Whether you want to buy or sell your property, it pays to make sure that you do, or will, own it. In some cases, the lines between different parcels of property blur, and you might not own the land you think you do. In this case, you can take legal action to fix the problem.

Failing to go through this legal process, called a quiet title action, could allow someone else to make a claim to your property. As a buyer, if you purchase property in which someone else might stake a claim, it could cause issues in the future. As a seller, you know a potential buyer will likely not want to purchase the property until the title is clean. Even if no one currently insists they have a right to the property, a quiet title action can prevent such claims in the future.

What does a quiet title action do?

A quiet title action resolves issues regarding actual ownership of a piece of property, Whether a dispute caused someone else to have a claim to your property or a clerical error did, this action is designed to establish your legal right to the property. For example, if someone else could potentially make a claim for adverse possession of your property, establishing your ownership could prevent such a claim.

What does a quiet title action entail?

These actions often result from a title search on the property. If title defects are found, you file the action in the Florida court in which the property is located against anyone who may potentially have, or may have had in the past, a right to the property. Once the court rules that you own the property “free and clear,” no one can dispute that contention and the title is clear.

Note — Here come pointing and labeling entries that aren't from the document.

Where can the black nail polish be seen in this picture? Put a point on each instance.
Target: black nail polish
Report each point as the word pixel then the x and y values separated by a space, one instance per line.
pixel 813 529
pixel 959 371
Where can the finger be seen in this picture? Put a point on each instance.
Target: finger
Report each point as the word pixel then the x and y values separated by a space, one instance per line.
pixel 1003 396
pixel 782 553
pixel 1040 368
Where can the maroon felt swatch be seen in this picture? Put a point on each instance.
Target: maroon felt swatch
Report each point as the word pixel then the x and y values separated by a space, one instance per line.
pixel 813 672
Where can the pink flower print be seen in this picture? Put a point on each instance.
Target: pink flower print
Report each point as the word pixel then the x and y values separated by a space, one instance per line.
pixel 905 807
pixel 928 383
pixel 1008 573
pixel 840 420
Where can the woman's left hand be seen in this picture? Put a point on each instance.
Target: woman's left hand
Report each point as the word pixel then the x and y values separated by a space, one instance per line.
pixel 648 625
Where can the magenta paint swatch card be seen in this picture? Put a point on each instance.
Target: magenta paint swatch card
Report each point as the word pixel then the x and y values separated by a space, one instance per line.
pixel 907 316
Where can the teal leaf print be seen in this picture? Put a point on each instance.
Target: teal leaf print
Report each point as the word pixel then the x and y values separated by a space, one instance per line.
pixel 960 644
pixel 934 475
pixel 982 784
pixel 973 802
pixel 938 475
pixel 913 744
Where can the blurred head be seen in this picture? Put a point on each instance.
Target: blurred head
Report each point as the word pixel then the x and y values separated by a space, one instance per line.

What situations most often require a quiet title action?

Other than a title search, some situations give rise to the need for this type of action:

  • A boundary dispute
  • An inheritance
  • Old liens on the property
  • Mortgage lender requires it
  • Administrative errors

In addition, if you receive the property through a quitclaim deed, you may not receive a guarantee that the title is clear. Filing such an action will do that for you.

Legal help

Filing any legal action involves understanding the law and procedures that apply to it. In this case, understanding real estate law, title searches and land surveys, among other issues is required. Having a real estate attorney advocate for you could prevent any further issues that may arise in connection with the title to your property.